Quando eu era criança, eu tinha medo de escuro. O que havia no escuro que me provocava medo? Sendo míope e com uma imaginação ativa, qualquer silhueta na sombra, tomava ares monstruosos e ameaçadores e não havia lógica que desse alento aquela perturbação: “fantasmas não existem, não tem como alguém ter entrado no quarto” – nada que era dito aliviaria o medo a não ser acender as luzes. E estava eu ali fazendo o inventário dos objetos no quarto: o mancebo com as roupas penduradas não era um homem com capa, o abajur sobre a mesa de cabeceira não era um bicho prestes a saltar sobre mim. Mas ao apagar novamente as luzes, o medo voltava a criar personagens sombrios que habitavam meu interior.
Diziam que crianças sensitivas é que têm medo do escuro, mas não são todas as crianças sensitivas? E quem poderia afirmar que toda criança tem medo do escuro ou mesmo que maior parte das pessoas adultas tem medo do desconhecido?
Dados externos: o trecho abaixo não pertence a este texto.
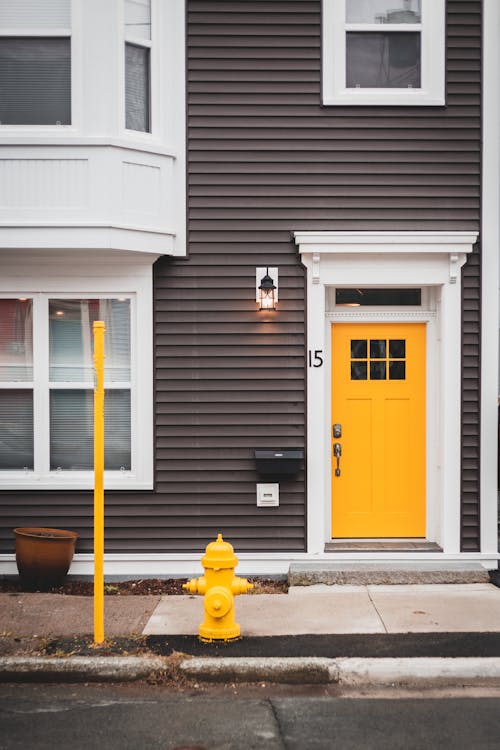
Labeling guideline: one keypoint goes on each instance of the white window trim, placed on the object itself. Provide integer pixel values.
(432, 90)
(112, 275)
(154, 94)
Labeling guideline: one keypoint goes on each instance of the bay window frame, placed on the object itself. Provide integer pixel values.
(432, 75)
(73, 34)
(139, 291)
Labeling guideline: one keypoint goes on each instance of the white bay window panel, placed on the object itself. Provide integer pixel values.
(137, 19)
(72, 430)
(383, 52)
(71, 340)
(137, 88)
(35, 81)
(35, 14)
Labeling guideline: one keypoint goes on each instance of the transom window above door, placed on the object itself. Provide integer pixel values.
(378, 359)
(383, 51)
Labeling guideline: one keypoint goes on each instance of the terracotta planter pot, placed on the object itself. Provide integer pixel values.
(43, 556)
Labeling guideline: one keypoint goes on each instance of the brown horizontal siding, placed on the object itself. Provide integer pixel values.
(265, 158)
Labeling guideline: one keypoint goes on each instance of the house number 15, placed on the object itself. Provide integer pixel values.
(315, 357)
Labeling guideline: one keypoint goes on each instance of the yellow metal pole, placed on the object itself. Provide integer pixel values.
(99, 329)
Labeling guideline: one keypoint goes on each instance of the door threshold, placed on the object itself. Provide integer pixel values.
(382, 545)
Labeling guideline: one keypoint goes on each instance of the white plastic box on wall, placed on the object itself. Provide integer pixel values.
(268, 495)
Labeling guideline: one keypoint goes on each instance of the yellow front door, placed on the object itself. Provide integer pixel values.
(378, 430)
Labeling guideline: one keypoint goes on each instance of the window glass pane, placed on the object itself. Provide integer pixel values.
(377, 370)
(383, 11)
(359, 370)
(137, 88)
(35, 81)
(35, 14)
(359, 348)
(138, 19)
(71, 339)
(16, 429)
(72, 429)
(360, 297)
(16, 340)
(382, 60)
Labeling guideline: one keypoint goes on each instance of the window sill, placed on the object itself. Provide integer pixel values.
(383, 97)
(21, 481)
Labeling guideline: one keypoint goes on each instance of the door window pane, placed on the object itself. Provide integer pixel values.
(35, 14)
(359, 370)
(397, 370)
(382, 59)
(375, 297)
(137, 86)
(16, 340)
(35, 81)
(359, 348)
(71, 339)
(72, 430)
(16, 429)
(383, 11)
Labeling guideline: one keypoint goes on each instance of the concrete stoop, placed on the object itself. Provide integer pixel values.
(386, 573)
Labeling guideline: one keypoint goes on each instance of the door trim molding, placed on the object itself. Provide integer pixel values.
(395, 259)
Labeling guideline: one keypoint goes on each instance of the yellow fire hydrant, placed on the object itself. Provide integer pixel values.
(220, 586)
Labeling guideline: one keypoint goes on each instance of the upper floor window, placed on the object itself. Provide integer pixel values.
(138, 65)
(383, 52)
(35, 62)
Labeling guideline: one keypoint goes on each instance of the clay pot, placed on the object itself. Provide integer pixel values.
(43, 556)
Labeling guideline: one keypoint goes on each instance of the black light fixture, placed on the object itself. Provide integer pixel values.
(267, 290)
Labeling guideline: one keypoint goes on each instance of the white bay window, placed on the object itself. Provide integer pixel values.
(47, 385)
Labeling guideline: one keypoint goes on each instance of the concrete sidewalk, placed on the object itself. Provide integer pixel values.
(307, 619)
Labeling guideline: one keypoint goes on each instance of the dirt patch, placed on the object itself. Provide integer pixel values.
(138, 587)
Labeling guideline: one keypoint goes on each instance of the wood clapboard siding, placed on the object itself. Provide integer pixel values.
(264, 159)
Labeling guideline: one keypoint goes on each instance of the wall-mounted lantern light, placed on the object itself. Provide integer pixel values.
(266, 288)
Mas será que crianças são capazes de detectar ameaças reais? Então porque temos de ensiná-las conceitos básicos como “o fogo queima”, “a tomada dá choque” ou sobre os perigos no entorno como: pessoas estranhas podem ser predadoras em potencial, precisa olhar antes de atravessar a rua para não ser atropelada, você pode cair se subir em um muro alto.
Crianças muito pequenas são como os pequenos lobos que, para garantir sua sobrevivência, as mães-lobas tem de ameaçar, rosnar, assustar e empurrar para que apreendam a noção de território e ameaças letais, já que ainda são muito inexperientes para distinguir os predadores.
Isso me faz pensar sobre medos reais, medos imaginários e medos aprendidos.
Sim, nós podemos ler o medo como o resultado fisiológico da percepção da realidade, você já deve estar cansando de saber que aquilo que o nosso sistema lê como ameaça dispara adrenalina e prepara o nosso corpo para a fuga. E que isso garantiu a sobrevivência da espécie.
E ainda se quiser ter uma imagem indistinta disso e entender o medo como um mecanismo de defesa natural, basta observar um animal-presa fugindo de outro animal-caçador. A diferença é que os animais seguem o instinto e ao ser capturado, se consegue escapar, segue por um período com os batimentos cardíacos acelerados, mas se recupera em poucos minutos. Não sei se carrega memórias do evento como uma espécie de registro que o tornará mais alerta e capaz de sobreviver, mas não como um trauma, como vemos em animais domésticos maltratados. E aqui gostaria de salientar que há uma grande diferença entre a potência e autonomia de um animal selvagem e o condicionamento e dependência de um animal domesticado.
Nós, ao contrário dos animais, pouco podemos contar com nossos instintos que já estão semiadormecidos pela nossa própria domesticação, mas ao chegarmos à idade adulta, já contabilizamos uma coleção de pequenos e grandes traumas que ao invés de nos tornarem mais alertas e fortes, nos tornam temerosos e impotentes.
Bem, a essa altura você deve se lembrar que toda pessoa viva experimenta o medo e que ele faz parte de nossa existência. Mas quero convidar-lhe a uma reflexão sobre quais dos seus medos são de ameaças reais, quais são de ameaças imaginárias e quais você aprendeu a alimentar ao longo de sua vida, como um lobo esfaimado.
Acenda a luz da sua autoconsciência e revele seus fantasmas interiores. Talvez eles sejam somente reflexos de suas crenças que limitam sua potência.
Eu ainda sinto certo medo do escuro. Mas aprendi a penetrar nele e permitir que ele me abrace suavemente.